Sample Size Calculator
Determine if your sample size is large enough for statistical significance
Your Experience
Statistical Analysis
Understanding Sample Size & Variance
Why Sample Size Matters
Small sample sizes can show extreme results due to normal variance. You might lose 70% of 100 spins and think the game is rigged, but that's actually within normal statistical variation.
The Law of Large Numbers
As sample size increases, actual results converge toward the expected value. But this requires THOUSANDS or even MILLIONS of trials, not hundreds.
Standard Deviation
For a binary outcome (win/loss), standard deviation = √(n × p × (1-p))
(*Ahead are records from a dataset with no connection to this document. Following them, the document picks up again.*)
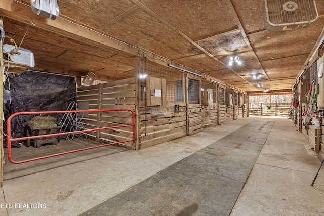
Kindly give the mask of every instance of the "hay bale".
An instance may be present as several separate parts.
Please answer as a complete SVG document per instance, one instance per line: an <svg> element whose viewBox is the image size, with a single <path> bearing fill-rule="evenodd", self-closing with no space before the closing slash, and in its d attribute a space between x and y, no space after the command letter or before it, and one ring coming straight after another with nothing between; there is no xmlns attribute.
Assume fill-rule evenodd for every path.
<svg viewBox="0 0 324 216"><path fill-rule="evenodd" d="M52 116L35 116L28 124L31 129L57 127L55 118Z"/></svg>

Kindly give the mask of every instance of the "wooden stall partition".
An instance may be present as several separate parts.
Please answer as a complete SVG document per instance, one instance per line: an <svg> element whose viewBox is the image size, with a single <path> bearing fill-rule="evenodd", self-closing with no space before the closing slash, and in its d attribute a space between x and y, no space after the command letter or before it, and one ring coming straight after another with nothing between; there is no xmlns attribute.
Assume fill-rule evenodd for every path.
<svg viewBox="0 0 324 216"><path fill-rule="evenodd" d="M248 109L249 108L249 98L246 94L243 94L243 117L245 118L248 116Z"/></svg>
<svg viewBox="0 0 324 216"><path fill-rule="evenodd" d="M186 135L185 102L167 102L162 106L147 108L141 105L141 107L140 149Z"/></svg>
<svg viewBox="0 0 324 216"><path fill-rule="evenodd" d="M77 101L89 101L89 109L130 109L135 108L135 77L77 89ZM132 113L112 111L89 113L82 120L85 129L131 124ZM97 141L109 143L131 139L132 127L90 132L87 137ZM135 149L135 142L119 144Z"/></svg>
<svg viewBox="0 0 324 216"><path fill-rule="evenodd" d="M234 120L235 105L234 104L234 91L230 87L226 86L225 91L225 102L226 104L226 122Z"/></svg>
<svg viewBox="0 0 324 216"><path fill-rule="evenodd" d="M218 125L226 122L226 105L225 100L225 87L220 85L218 88Z"/></svg>
<svg viewBox="0 0 324 216"><path fill-rule="evenodd" d="M202 111L202 126L206 127L218 125L218 105L204 106Z"/></svg>
<svg viewBox="0 0 324 216"><path fill-rule="evenodd" d="M201 78L186 74L187 89L187 135L190 136L201 131Z"/></svg>
<svg viewBox="0 0 324 216"><path fill-rule="evenodd" d="M202 118L200 104L188 105L188 121L189 135L194 134L201 131Z"/></svg>
<svg viewBox="0 0 324 216"><path fill-rule="evenodd" d="M145 59L139 71L138 149L185 136L184 73Z"/></svg>
<svg viewBox="0 0 324 216"><path fill-rule="evenodd" d="M202 127L218 125L218 97L217 85L205 78L201 81Z"/></svg>
<svg viewBox="0 0 324 216"><path fill-rule="evenodd" d="M243 116L243 109L244 108L244 104L243 103L243 93L239 92L237 96L237 118L242 118Z"/></svg>

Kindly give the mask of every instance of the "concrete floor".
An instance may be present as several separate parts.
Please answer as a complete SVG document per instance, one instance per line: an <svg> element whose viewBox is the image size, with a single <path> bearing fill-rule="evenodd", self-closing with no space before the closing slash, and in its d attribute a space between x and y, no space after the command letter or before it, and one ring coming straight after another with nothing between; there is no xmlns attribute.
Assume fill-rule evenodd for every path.
<svg viewBox="0 0 324 216"><path fill-rule="evenodd" d="M258 128L264 132L256 136ZM250 146L233 139L244 129L262 137ZM324 170L310 186L321 163L296 129L290 119L249 117L139 151L110 146L6 161L0 215L324 215ZM15 159L27 149L14 150ZM222 160L222 151L229 157ZM182 185L191 187L177 191Z"/></svg>

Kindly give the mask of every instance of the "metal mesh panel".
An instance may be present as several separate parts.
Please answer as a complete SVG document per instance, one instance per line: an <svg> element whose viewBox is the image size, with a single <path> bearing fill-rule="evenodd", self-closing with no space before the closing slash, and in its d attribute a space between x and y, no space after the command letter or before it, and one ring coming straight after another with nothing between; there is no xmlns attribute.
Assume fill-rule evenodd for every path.
<svg viewBox="0 0 324 216"><path fill-rule="evenodd" d="M140 100L146 100L146 78L147 77L159 78L166 79L166 98L168 102L184 101L183 93L183 80L184 75L182 73L172 71L167 69L152 65L143 61L141 62L140 78Z"/></svg>
<svg viewBox="0 0 324 216"><path fill-rule="evenodd" d="M244 104L244 101L240 101L240 99L242 98L242 101L243 101L244 99L243 99L243 93L242 92L239 92L238 93L238 105L239 106L242 106L243 104Z"/></svg>
<svg viewBox="0 0 324 216"><path fill-rule="evenodd" d="M313 64L313 65L310 68L310 69L309 71L309 81L311 83L314 81L314 84L317 84L317 62L315 62ZM308 74L307 74L308 75Z"/></svg>
<svg viewBox="0 0 324 216"><path fill-rule="evenodd" d="M188 97L189 104L200 104L199 81L188 79Z"/></svg>
<svg viewBox="0 0 324 216"><path fill-rule="evenodd" d="M237 93L234 93L234 105L235 106L237 106L238 105L238 98L237 97Z"/></svg>
<svg viewBox="0 0 324 216"><path fill-rule="evenodd" d="M317 16L313 0L266 0L270 21L274 24L315 20Z"/></svg>
<svg viewBox="0 0 324 216"><path fill-rule="evenodd" d="M219 104L225 105L225 89L220 87L219 88Z"/></svg>

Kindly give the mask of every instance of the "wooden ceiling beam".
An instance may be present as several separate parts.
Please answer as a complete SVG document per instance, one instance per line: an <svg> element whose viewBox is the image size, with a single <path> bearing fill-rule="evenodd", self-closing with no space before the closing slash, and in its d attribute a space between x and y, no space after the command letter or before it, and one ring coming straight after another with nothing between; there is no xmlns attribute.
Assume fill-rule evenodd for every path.
<svg viewBox="0 0 324 216"><path fill-rule="evenodd" d="M165 19L164 19L164 18L163 18L162 17L159 16L159 15L156 14L154 12L153 12L151 9L150 9L149 8L147 7L144 4L143 4L140 1L139 1L139 0L131 0L131 1L133 2L134 2L134 3L135 3L136 5L138 5L139 7L140 7L142 9L144 10L145 11L147 12L151 15L153 16L155 18L157 19L161 22L164 23L165 24L167 25L168 27L169 27L170 28L171 28L171 29L173 29L174 30L176 31L177 32L178 32L178 33L179 33L180 35L181 35L183 38L186 39L187 40L188 40L189 42L190 42L191 44L192 44L195 47L196 47L197 48L199 49L200 50L202 51L207 56L209 56L209 57L211 58L212 59L213 59L213 60L214 60L216 62L218 62L219 63L225 66L227 68L228 68L229 70L230 70L231 72L232 72L235 75L237 76L240 78L243 79L244 81L246 81L248 83L249 83L251 85L253 85L253 84L252 83L250 82L248 80L246 79L244 77L241 76L241 75L240 75L237 72L236 72L236 71L234 70L232 68L228 67L228 66L227 66L226 64L224 64L224 63L223 63L222 62L220 61L218 59L217 59L216 57L214 56L212 54L210 53L208 51L207 51L205 49L204 49L201 46L199 46L198 44L197 44L197 42L196 42L194 41L193 40L192 40L190 37L189 37L188 36L187 36L184 33L183 33L183 32L180 31L179 29L178 29L178 28L176 27L173 25L172 25L171 24L169 23ZM236 30L237 30L237 29L236 29L233 30L233 31L236 31ZM229 32L231 32L231 31L232 31L232 30L231 30L231 31L230 31Z"/></svg>
<svg viewBox="0 0 324 216"><path fill-rule="evenodd" d="M14 0L0 1L0 16L28 24L31 23L40 29L129 56L139 54L137 47L60 17L52 20L37 15L29 6Z"/></svg>

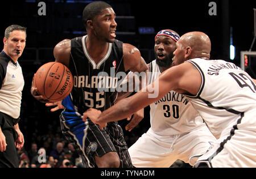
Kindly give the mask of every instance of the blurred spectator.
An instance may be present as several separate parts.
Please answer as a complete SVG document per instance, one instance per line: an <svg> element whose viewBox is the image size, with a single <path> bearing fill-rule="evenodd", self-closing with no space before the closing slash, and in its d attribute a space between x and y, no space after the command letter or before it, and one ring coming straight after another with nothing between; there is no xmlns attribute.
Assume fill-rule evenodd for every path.
<svg viewBox="0 0 256 179"><path fill-rule="evenodd" d="M62 162L62 165L60 168L74 168L69 160L64 159Z"/></svg>
<svg viewBox="0 0 256 179"><path fill-rule="evenodd" d="M53 156L49 156L47 164L43 164L40 168L56 168L57 167L57 160L54 159Z"/></svg>
<svg viewBox="0 0 256 179"><path fill-rule="evenodd" d="M31 148L28 152L28 156L30 161L32 161L32 159L35 156L38 155L38 145L35 143L32 143L31 144Z"/></svg>
<svg viewBox="0 0 256 179"><path fill-rule="evenodd" d="M19 168L30 168L30 161L28 159L22 160L19 163Z"/></svg>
Where n = number of trials, p = probability of success
Results within 2 standard deviations are considered normal (95% confidence interval).
Common Misconceptions
- "I lost 10 in a row - it's rigged!" → Losing streaks happen regularly due to variance
- "I played 50 spins and lost money" → Sample size way too small for any conclusion
- "This slot hasn't paid in 200 spins" → Normal for high variance slots
- "I track results on paper - definitely rigged" → Need thousands of trials, not dozens
How Many Trials Do You Need?
| Game Type | Minimum Trials | Recommended |
|---|---|---|
| Roulette (single number) | 1,000 | 10,000+ |
| Blackjack | 5,000 hands | 50,000+ |
| Slots (low variance) | 10,000 spins | 100,000+ |
| Slots (high variance) | 50,000 spins | 500,000+ |
| Dice/Coin Flip | 1,000 | 10,000+ |
The Bottom Line
Unless you have data from tens of thousands of trials, your experience is likely just normal variance. Licensed and regulated casinos use certified RNGs that are regularly audited. Short-term bad luck doesn't mean the game is rigged - it means you're experiencing normal statistical variation.